= U.S. Army Garrison Bamberg =

United States Army Garrison Bamberg was located on Warner Barracks in Bamberg, Germany. The unit provided "installation capabilities and services to support expeditionary operations in a time of persistent conflict, and to provide a quality of life for soldiers and families commensurate with their service."

USAG Bamberg was subordinate to United States Army Installation Management Command – Europe and an indirect report garrison under USAG Ansbach .

The facility closed in 2014 because of changes in US military spending priorities.

==History==
The Warner Barracks were first occupied by the United States Army at the end of World War II. The barracks became the headquarters of the U.S. Constabulary, a mobile unit of the 28th Infantry Regiment and the 1st Infantry Division. This unit was responsible for patrolling the areas of Germany then occupied by U.S. forces.

===1990–1999===
Bamberg units were involved in Operation Desert Storm from November 1990 through August 1991 and many returned to complete the deactivation process started prior to their involvement in the Gulf War. In October 1991, the Bamberg military community was designated as the 279th Base Support Battalion under the 99th Area Support Group, Nuremberg.

The 279th Base Support Battalion was realigned under the 98th Area Support Group in Wurzburg, Germany, in October 1993.

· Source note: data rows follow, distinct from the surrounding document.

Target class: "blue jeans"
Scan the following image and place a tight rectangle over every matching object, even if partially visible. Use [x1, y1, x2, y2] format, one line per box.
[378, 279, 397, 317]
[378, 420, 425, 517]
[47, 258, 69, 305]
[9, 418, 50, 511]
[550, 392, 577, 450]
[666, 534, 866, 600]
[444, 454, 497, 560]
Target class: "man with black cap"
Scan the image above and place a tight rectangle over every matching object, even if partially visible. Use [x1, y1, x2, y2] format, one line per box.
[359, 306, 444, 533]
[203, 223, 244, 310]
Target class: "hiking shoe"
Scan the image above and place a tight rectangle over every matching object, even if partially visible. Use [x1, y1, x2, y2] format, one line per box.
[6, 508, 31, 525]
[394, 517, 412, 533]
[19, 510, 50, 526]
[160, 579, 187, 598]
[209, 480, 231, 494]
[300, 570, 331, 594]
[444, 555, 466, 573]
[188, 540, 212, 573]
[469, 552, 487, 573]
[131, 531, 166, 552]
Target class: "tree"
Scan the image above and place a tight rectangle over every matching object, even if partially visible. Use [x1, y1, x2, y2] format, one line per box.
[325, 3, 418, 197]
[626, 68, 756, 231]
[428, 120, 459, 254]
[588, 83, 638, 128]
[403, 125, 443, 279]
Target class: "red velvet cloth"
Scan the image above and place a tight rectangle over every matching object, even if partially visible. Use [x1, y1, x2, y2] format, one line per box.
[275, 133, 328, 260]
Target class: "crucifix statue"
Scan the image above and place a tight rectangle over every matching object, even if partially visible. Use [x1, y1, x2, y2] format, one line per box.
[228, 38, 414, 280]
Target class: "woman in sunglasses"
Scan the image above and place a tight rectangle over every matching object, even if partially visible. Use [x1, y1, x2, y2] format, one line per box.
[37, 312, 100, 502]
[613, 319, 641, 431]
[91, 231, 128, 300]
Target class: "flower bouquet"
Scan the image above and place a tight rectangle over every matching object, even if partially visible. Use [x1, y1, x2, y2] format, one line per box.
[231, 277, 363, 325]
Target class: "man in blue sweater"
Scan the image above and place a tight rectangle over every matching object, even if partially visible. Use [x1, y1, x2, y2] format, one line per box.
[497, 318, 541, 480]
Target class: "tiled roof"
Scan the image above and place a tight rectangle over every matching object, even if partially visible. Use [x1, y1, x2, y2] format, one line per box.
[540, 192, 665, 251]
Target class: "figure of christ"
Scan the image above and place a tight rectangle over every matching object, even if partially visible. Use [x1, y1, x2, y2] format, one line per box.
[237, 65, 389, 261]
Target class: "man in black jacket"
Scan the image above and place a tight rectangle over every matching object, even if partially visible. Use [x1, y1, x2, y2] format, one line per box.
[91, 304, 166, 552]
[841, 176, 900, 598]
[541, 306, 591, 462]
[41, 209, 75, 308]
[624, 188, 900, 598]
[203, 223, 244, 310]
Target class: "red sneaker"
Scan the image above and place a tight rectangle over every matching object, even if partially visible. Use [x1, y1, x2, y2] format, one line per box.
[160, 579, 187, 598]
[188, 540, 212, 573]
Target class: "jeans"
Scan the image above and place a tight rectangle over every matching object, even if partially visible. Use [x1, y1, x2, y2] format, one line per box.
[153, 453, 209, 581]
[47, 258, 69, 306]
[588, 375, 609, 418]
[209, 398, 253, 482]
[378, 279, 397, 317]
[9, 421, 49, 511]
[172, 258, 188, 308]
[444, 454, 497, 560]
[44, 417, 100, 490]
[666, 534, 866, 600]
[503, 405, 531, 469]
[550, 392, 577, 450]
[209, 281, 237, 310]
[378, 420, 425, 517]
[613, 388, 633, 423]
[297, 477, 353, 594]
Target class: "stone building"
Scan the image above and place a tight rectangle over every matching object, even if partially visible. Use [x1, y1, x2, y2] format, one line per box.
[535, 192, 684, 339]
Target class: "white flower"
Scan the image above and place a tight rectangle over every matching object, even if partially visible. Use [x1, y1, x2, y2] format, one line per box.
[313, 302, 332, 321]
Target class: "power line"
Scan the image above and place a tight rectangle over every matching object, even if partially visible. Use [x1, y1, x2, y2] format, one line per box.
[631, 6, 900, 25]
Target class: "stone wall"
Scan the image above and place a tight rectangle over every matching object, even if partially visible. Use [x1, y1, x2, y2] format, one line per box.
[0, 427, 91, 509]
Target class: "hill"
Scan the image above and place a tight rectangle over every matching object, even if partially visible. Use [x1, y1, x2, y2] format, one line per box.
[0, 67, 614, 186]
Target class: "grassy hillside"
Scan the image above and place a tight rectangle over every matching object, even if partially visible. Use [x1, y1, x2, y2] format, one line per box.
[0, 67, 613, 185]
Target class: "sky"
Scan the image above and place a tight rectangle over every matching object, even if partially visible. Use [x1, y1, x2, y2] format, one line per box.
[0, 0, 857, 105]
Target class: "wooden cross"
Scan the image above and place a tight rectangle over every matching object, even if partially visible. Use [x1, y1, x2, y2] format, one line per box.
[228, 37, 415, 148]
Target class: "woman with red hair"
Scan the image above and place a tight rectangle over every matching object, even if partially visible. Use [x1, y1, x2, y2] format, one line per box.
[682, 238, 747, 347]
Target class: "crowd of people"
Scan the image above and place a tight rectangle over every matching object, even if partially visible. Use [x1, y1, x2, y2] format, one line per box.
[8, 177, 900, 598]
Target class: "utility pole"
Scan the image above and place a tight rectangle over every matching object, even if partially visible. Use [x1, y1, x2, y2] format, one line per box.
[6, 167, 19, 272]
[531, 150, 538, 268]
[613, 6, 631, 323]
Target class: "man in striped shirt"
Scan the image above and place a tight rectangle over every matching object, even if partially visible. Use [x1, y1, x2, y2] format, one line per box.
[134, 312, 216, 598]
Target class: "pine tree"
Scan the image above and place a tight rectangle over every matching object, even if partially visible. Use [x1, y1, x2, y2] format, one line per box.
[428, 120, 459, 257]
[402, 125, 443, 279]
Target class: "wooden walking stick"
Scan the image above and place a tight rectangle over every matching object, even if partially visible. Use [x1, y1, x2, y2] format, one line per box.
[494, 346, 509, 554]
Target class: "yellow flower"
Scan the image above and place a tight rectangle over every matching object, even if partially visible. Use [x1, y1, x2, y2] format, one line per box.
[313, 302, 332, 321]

In 1995, numerous units were successfully restationed from Nuremberg to Bamberg, a very complex process involving $4.5 million worth of construction, and over 1,000 people.

===2000–2010===
On 1 October 2002, the Secretary of the Army formally activated the United States Army Installation Management Agency (IMA). IMA is the result of the Army leadership's vision to streamline headquarters and promote optimal care for soldiers and families.

On 13 October 2005, the Area Support Groups and Base Support Battalions were redesignated as United States Army Garrisons under the Installation Management Agency – Europe Region, Heidelberg.

Members of the Bamberg German/American military community have participated in Operations Joint Endeavor, Joint Guard, Joint Forge, Able Sentry, KFOR, Operation Enduring Freedom, and Operation Iraqi Freedom.